Love my dump trailer. Worth the $ if you can utilize it enough to justify the cost .
Dump trailers are a beautiful thing, but you need a pretty serious tow vehicle, to make a dump trailer the most practical move. Their payload to GTWR is so low, by comparison to less complex trailers, that it's a tough sell as a firewood hauler or general purpose wagon. Also, the load-in height is high, so their advantage there falls short for anyone who doesn't also have a front end loader on site while loading. Add to that that it's no fun getting tractors in and out of of them, the high COG, and they really become a better "second trailer" option for someone who already has a landscape or utility trailer.
But, to the OP, I was going to say "trailer", before even reading his post. Bholler and wishlist bring up a good point, if you're getting wood out of "extreme" locations, but for me that wouldn't outweigh the other advantages. Also, I'd bet I could get the little 5x8 utility trailer in the OP's question in and out of almost anywhere most folks could get a truck, with likely too few exceptions to really kill the deal for me.
I have both, but almost always take the trailer when fetching wood. I can list some reasons, to help you decide which is for you:
1. Wood is heavy. Wood hauling vehicles nearly always run out of payload capacity, long before they run out of space. My truck is only 1/2 ton, and squats pretty hard with 1000 lb. of wood in the bed. But my trailer has a payload around 5500 lb. You're talking about a smaller vehicle and trailer, so the numbers are different, but I'd be willing to bet the ratio is similar.
2. I put a winch on the front of the trailer, so I don't have to buck and lift rounds. Now I just drag full 15' logs right onto the trailer (16.2' box), drive home, and drag them off with the tractor. This is a heck of a lot easier than lifting rounds into a pickup, and then tossing them back out at home. You could do the same with 6' logs, or some other even multiple of your preferred split length, that's slightly shorter than your trailer box.
3. My trailer gets pretty banged up, but my truck stays (relatively) pretty. The truck I had owned prior to buying the trailer got real banged up, I bowed the tailgate out dragging a 48" diameter log out of the bed, and dropped at least one or two rounds on a rear fender in the course of moving several dozen cords of rounds over the years. I don't need a real pretty truck, but I do drive it for business and family, and don't want it to look like complete hell.
4. When you make one too many scrounging runs in a day, and run out of daylight on your last trip home, I don't mind letting 5000 lb. of wood sit in the trailer until I get home from work the following afternoon. I simply block the rear and crank up the tongue jack to take most of the weight off the suspension. I don't like leaving my truck squatting under a heavy load for a day or three, especially if I might need that truck to drive to work!

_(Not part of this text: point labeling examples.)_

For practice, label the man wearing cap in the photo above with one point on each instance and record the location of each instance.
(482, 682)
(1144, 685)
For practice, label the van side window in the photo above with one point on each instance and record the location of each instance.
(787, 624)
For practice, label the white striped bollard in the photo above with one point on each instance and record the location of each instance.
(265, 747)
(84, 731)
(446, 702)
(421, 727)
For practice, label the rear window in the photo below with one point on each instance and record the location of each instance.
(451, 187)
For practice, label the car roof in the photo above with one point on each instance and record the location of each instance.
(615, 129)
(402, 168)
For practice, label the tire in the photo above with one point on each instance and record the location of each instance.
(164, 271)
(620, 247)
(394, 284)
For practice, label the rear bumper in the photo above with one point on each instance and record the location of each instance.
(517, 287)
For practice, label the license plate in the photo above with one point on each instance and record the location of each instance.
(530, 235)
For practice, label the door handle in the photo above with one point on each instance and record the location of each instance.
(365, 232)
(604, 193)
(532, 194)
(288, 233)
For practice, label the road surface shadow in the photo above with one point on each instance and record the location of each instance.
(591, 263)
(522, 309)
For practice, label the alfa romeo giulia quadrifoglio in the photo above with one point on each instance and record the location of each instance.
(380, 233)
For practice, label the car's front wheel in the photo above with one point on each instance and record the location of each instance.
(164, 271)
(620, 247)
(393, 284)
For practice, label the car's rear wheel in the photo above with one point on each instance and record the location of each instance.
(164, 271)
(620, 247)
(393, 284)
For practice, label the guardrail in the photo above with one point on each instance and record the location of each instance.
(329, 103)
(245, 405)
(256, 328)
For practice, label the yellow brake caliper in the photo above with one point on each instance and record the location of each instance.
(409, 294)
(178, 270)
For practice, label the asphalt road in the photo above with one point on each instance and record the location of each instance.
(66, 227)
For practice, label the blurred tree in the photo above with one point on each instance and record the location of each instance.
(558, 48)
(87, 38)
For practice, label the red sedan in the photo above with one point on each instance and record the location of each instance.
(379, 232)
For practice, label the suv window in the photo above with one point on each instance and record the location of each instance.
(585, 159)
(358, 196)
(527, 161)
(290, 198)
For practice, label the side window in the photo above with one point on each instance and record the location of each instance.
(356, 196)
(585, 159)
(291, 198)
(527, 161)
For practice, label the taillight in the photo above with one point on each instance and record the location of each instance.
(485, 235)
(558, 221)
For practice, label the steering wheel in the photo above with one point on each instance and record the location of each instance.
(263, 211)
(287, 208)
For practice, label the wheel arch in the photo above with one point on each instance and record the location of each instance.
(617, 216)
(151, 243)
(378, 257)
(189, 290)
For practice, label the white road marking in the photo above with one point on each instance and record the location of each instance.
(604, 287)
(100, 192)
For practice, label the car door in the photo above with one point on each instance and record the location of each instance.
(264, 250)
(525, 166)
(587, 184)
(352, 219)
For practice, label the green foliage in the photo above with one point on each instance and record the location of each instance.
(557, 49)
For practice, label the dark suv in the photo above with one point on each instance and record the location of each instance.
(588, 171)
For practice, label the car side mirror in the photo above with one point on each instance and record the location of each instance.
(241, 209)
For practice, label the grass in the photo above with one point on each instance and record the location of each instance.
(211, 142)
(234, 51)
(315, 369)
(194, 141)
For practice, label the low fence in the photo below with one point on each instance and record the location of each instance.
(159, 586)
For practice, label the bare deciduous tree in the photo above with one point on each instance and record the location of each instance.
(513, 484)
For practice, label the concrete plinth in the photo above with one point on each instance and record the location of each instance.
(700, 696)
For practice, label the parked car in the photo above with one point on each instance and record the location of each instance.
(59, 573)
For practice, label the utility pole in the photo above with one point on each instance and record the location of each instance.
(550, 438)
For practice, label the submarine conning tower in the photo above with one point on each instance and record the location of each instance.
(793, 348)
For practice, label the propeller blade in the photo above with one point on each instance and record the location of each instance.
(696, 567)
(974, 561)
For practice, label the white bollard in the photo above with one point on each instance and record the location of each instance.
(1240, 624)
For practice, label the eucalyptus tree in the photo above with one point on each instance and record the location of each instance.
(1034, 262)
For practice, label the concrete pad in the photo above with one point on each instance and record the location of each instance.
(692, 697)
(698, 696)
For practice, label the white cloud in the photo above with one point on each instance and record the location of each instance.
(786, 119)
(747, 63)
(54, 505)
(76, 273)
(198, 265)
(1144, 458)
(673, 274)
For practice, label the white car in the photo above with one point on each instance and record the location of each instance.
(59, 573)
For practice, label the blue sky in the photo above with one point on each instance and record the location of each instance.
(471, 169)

5. I put my saws and tools in the bed of the truck, and the wood in the trailer. No more accidentally crushing a saw, or trying to secure them on top of a load of firewood, and hope they're still there when you get home. Saws, chains, cant hook, my lunch and water, and other gear stays in the bed of the truck.
6. You'll find a million other uses for the trailer, if you choose one well-suited to your needs. I have tractors and mowers that I can haul with me to grounds work days at church, or if one needs to go to the dealer for service (thanks, John Deere electronics). When I needed to haul a boat trailer home from the sandblaster, and didn't want to drive it on hubs potentially full of sand, I simply put that trailer on my wood-haulin' trailer to bring it home. You could end your days of frustration, trying to blindly tow or back up a too-small log splitter, by simply putting it onto your utility trailer when you take it somewhere.
I guess there's one other, less quantifiable bonus:
7. Your neighbors, friends, coworkers will see you hauling loads of wood around town, and you'll become known as "the wood guy". Soon you will have so many offers for free wood, that you'll be turning down anything less than the most prime. Well, that happened with me, anyway.